Hi everyone, what does this mean?

Thanks


----------



## Mussels (Jul 3, 2009)

POST = Power On Self Test.

It means your PC isnt working.


----------



## bennyboy32 (Jul 3, 2009)

clearly...but in what way?


----------



## Mussels (Jul 3, 2009)

bennyboy32 said:


> clearly...but in what way?



I cannot read minds, predict the future, nor am i omniscient. How am i supposed to know, when you have given no information?


----------



## hat (Jul 3, 2009)

Mussels said:


> I cannot read minds, predict the future, nor am i omniscient. How am i supposed to know, when you have given no information?



You can't? 

We need system specs and the beep codes given


----------



## bennyboy32 (Jul 3, 2009)

ok sorry,

basically my last psu managed to fry 2 gfx cards, 3 hds and a dvd player...which im halfway through replacing...could this mean it has damaged the moboard? or would the memory be more likely to be causing this problem?

new OCZ 700w opsu
gigabyte moboard
500gb seagate hd
amd @ 2.4ghz
ati 4770
2 Gb OCZ ram


----------



## bennyboy32 (Jul 3, 2009)

beep codes?


----------



## hat (Jul 3, 2009)

If it's one long beep it's memory error


----------



## bennyboy32 (Jul 3, 2009)

it doesnt sound like a long beep


----------



## Mussels (Jul 3, 2009)

a system not booting can be power, motherboard, CPU or ram related in the first stages video card too, if there is no picture at all.. After that the HDD and DVD drives can also cause lockups as they get detected.

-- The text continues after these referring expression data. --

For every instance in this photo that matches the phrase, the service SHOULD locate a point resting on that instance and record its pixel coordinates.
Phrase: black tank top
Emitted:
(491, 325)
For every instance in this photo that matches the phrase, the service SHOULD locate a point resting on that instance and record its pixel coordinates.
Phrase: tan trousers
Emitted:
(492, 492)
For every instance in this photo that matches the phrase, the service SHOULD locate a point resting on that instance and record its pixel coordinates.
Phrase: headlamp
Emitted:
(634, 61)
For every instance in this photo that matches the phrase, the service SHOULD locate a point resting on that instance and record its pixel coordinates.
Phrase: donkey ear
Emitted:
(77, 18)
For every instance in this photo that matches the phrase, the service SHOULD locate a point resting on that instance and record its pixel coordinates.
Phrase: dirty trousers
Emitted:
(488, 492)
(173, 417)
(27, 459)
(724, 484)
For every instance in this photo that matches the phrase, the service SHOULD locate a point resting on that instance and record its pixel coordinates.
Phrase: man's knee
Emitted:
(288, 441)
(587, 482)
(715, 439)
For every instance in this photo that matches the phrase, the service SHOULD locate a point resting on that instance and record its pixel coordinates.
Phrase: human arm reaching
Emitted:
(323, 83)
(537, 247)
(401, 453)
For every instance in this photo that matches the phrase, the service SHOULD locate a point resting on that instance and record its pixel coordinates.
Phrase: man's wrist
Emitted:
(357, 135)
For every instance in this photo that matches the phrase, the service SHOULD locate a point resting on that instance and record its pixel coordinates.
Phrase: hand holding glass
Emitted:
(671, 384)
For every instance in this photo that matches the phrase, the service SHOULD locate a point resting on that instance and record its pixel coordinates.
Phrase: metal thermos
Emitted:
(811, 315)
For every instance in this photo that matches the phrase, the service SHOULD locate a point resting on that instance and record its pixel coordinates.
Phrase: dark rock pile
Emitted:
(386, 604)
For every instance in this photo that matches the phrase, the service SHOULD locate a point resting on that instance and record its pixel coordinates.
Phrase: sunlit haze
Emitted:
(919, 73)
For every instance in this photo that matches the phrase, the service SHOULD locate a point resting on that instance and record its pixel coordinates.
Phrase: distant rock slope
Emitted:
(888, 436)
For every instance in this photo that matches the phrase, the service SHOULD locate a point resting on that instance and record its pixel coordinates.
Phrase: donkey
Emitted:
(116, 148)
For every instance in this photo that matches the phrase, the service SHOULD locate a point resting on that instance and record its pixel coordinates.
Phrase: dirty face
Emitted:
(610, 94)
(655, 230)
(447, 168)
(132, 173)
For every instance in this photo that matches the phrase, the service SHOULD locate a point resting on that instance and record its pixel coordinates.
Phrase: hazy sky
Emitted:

So basically, any component can cause a POST issue.


----------



## bennyboy32 (Jul 3, 2009)

ok well after i clicked load deafult it works fine, goes into os and video, sound dvd all work. it also doesnt occur when i restart it, just when it's left off for some time.


----------



## hat (Jul 3, 2009)

It would help if you gave us the beep codes (if any) or if there is a visual error code that you can see, give that to us


----------



## bennyboy32 (Jul 3, 2009)

ok its not showing it when i turn it on, but im suspicious that t hasnt gone. there was jsut one short beep, and as far as i can remember it looks just like this:

http://img518.imageshack.us/i/checksumerroriy8.jpg/


----------



## hat (Jul 3, 2009)

BIOS checksum error... that looks like something I would see when I set my OC too high and the BIOS auto-resets itself. Try clearing the CMOS (hard reset by moving the jumper on the cmos group of pins from 1-2 to 2-3 for a few secs and back to 1-2). If you don't know where your CMOS pins are, look at your motherboard manual.


----------



## mosheen (Jul 3, 2009)

try to flash the bios again if clearing cmos doesnt work.


----------